Dave Marsh, Who’s Demonizing Who?: “Does President Obama believe that more than 30 months of supporting the Wall Street ownership class justifies his putting words in Dr. Martin Luther King’s mouth? On what basis does he arrogate to himself the right to sideswipe an entirely non-violent movement to curry sympathy — or even empathy — for the Wall Street scoundrels who occupy so many posts in his cabinet?”
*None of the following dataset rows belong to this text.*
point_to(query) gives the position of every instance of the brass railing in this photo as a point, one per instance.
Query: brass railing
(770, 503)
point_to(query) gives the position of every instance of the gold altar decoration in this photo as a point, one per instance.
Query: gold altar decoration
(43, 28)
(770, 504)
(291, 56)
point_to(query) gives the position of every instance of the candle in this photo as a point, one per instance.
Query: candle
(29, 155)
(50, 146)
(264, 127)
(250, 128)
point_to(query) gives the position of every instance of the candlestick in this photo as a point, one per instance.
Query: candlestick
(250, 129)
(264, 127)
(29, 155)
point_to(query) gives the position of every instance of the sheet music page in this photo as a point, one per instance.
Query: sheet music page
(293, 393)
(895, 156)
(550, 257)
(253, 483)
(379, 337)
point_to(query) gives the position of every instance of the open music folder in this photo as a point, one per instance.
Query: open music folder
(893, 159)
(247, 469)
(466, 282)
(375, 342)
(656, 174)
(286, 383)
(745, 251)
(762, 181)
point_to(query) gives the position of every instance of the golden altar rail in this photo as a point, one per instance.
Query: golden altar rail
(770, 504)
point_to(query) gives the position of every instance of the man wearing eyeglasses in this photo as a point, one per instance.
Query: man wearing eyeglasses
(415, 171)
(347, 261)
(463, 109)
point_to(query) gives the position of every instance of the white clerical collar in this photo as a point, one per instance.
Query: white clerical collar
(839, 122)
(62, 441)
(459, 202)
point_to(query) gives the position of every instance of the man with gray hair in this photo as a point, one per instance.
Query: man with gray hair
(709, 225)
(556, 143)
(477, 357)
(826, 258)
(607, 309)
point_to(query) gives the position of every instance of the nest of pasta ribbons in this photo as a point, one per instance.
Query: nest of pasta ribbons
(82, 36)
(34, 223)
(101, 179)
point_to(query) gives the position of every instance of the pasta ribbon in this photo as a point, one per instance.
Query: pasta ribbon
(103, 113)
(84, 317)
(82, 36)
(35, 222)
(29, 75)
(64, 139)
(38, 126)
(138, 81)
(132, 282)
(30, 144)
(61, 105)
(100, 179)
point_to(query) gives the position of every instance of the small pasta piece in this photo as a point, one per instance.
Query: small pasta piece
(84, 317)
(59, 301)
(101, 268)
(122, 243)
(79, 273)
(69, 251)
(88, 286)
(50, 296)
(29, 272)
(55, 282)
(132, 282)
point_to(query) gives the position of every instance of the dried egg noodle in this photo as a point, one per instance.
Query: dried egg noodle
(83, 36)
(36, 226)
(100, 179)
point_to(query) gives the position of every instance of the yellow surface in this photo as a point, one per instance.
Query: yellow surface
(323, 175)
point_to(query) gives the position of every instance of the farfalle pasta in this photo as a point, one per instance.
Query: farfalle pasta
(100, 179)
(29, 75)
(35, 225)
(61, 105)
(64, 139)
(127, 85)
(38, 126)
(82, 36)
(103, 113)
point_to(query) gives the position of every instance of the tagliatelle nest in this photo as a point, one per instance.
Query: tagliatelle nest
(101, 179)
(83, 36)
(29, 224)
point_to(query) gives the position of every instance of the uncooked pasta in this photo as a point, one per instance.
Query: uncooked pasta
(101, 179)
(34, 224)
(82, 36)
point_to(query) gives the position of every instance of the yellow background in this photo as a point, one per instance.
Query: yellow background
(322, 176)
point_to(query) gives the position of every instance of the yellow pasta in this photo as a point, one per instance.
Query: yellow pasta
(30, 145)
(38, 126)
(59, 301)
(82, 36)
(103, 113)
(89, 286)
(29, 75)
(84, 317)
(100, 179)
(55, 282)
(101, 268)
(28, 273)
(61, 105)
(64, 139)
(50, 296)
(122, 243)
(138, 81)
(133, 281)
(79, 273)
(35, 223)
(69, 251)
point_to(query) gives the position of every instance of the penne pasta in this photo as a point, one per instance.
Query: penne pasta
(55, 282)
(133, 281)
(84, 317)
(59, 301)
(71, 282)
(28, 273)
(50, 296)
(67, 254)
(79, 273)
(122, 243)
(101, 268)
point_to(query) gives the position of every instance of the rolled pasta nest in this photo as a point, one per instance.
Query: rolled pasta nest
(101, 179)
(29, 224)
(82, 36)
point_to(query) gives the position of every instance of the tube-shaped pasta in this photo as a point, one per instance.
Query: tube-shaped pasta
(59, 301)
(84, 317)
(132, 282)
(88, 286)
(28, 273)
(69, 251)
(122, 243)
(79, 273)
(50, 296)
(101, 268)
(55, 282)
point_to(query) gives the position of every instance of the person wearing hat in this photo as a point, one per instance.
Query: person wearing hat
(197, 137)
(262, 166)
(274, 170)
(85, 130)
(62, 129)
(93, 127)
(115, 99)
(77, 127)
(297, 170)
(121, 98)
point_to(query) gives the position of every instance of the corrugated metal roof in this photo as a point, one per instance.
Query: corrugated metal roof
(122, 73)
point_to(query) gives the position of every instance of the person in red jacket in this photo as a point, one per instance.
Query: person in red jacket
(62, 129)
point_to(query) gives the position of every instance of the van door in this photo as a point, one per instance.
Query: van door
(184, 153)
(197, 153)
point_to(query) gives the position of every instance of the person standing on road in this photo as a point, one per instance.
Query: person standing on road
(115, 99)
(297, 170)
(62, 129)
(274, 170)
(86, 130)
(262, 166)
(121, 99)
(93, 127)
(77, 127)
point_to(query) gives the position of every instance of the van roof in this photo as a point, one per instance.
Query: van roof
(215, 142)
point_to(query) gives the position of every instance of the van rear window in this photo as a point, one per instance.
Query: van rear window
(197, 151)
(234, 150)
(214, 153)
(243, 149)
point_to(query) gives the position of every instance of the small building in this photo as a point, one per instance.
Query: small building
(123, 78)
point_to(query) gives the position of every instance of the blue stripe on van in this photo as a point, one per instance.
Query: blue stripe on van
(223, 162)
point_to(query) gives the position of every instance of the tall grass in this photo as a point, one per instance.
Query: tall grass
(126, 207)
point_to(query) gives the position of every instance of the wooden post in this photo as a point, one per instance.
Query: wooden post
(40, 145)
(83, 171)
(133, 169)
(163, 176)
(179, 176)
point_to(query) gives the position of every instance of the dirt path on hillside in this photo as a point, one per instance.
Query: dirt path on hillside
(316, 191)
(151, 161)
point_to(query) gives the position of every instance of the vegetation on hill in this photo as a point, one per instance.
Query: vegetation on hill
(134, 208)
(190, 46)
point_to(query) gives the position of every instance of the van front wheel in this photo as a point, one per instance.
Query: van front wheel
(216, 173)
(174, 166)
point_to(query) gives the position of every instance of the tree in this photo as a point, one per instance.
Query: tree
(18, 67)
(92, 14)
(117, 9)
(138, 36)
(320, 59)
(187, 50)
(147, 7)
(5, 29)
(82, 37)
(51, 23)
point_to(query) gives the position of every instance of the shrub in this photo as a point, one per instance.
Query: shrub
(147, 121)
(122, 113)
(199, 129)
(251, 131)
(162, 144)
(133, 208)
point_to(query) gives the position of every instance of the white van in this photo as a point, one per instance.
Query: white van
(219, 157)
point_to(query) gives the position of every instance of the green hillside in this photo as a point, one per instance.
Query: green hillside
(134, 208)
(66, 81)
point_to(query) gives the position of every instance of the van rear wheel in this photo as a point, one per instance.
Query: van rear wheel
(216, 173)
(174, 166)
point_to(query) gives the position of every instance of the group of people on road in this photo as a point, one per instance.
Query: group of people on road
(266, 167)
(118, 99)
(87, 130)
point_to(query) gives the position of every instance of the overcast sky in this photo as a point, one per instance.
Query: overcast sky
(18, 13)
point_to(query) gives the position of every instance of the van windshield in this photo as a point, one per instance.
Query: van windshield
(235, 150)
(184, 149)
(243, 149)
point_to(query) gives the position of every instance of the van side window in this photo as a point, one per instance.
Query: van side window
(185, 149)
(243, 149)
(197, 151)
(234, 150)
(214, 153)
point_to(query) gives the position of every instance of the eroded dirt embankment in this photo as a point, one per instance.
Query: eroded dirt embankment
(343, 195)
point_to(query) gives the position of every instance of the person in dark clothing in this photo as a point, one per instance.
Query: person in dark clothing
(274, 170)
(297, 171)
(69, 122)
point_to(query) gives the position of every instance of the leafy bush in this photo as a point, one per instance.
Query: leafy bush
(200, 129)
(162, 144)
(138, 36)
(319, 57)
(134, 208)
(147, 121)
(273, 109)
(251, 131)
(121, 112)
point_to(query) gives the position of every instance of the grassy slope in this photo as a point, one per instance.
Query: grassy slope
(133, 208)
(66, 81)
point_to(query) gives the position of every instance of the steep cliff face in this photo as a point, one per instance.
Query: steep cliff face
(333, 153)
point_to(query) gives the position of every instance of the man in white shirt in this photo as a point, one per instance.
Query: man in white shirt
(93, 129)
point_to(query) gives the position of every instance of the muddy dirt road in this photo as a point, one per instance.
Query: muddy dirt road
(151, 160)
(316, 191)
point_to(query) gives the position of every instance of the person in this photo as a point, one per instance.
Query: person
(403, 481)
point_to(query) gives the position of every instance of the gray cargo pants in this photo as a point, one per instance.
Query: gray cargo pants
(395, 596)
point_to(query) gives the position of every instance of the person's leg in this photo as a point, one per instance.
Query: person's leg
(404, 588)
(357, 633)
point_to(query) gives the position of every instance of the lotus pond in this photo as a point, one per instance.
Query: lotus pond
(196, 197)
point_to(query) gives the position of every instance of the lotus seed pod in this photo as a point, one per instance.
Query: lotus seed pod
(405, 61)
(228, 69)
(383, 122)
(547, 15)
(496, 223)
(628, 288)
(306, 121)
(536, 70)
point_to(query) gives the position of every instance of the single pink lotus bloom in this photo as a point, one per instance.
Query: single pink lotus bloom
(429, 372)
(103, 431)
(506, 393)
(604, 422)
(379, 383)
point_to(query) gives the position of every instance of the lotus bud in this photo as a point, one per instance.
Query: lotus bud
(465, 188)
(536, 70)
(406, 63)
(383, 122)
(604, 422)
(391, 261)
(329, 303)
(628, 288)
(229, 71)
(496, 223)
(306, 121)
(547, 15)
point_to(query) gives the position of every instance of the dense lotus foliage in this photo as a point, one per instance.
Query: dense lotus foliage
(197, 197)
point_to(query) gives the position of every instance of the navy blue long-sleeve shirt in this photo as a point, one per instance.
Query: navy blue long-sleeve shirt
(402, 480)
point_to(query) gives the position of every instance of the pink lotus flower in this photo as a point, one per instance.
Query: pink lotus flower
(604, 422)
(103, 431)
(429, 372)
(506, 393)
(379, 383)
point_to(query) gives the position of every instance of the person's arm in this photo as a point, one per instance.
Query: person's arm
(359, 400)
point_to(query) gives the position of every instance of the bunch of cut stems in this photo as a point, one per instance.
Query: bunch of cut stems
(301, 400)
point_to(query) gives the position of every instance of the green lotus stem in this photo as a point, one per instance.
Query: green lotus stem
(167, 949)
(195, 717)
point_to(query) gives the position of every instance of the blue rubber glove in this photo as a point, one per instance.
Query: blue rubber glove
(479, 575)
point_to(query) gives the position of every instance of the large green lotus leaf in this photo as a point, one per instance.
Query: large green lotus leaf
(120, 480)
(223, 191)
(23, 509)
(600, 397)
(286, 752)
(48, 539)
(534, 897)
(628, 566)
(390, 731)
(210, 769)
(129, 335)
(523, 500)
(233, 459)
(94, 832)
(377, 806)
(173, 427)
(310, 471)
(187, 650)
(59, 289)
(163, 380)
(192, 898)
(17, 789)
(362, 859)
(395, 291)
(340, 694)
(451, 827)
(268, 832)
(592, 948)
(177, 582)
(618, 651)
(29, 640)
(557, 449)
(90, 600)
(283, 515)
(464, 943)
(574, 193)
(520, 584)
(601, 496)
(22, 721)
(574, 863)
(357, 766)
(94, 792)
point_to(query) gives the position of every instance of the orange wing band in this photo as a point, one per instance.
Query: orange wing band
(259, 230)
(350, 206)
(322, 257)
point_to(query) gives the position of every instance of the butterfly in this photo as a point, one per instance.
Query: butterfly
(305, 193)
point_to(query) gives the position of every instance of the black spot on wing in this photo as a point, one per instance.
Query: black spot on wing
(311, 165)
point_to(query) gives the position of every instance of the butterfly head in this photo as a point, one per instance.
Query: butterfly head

Tom Hull, Down and Out at the DMV: “One reason I see this resembling the 1960s is that when you think about it you’ll realize that the new left won the culture wars back then: civil rights, getting out of Vietnam, abolishing the draft, women’s liberation (everything from abortion to equal pay), clean air and water, consumer protection. The problem was that we didn’t build the institutional framework to consolidate power to protect (and extend) those gains — but one key reason that didn’t happen was that we distrusted and never grew comfortable with power. So we left the rich too rich and the military-security state too well dug in — the bases for the right’s counterrevolution — and we lost focus and, at least for a while, just lapsed and enjoyed the better world we had made.”

Tom Smucker lands his mug in “Faces of Occupy Wall Street” at Think Progress: “We just came down to handout flyers since at Verizon, union employees in the northeast are bargaining a new contract with Verizon. So we’re here to support these people and hoping these people will support us. […] The issue of there being a fair economy is obviously very important to union members right now. And we all feel that there is now pressure on union members and working people in general to accept less when it’s clear that there’s another set of people who aren’t accepting less.”

Greil Marcus, Revolution in Amerika? at Zeit Online. Um, given that this be in German, you might prefer to read this (somewhat spotty, I’m guessing) English translation at the blog, I’m Gonna Call You Fluffy instead: “I don’t know who organized the protests against Wall Street, whether hidden motives are behind it and whether groups such as the pseudo-left fascistic ‘International A.N.S.W.E.R.’ have a hand in it. I don’t know either what’s supposed to happen, if anything concrete is demanded. It’s obviously not a spontaneous outbreak of frustration. After all, considering what gives rise to frustration in America — which is pretty much everything — the protests pose the question: Why only just now and why here? I find it hard to believe that the demonstrations pose as a left parallel to the Tea-Party-Movement, as some honourable liberal commentators suggest. The Tea Party Movement has been started by anti-governmental Ayn-Rand-Worshippers, celebrating the hegemony of the corporations, and was rapidly monopolized by the unofficial money machines of the GOP, in order to be hierarchically structured and funded by right-wing billionaires.”

… And of course, the inevitable NYT piece about pop music’s inability to communicate any sort of coherent, unified message about these events as they unfold in real time, a piece, I swear, I come across at least once every three or four years.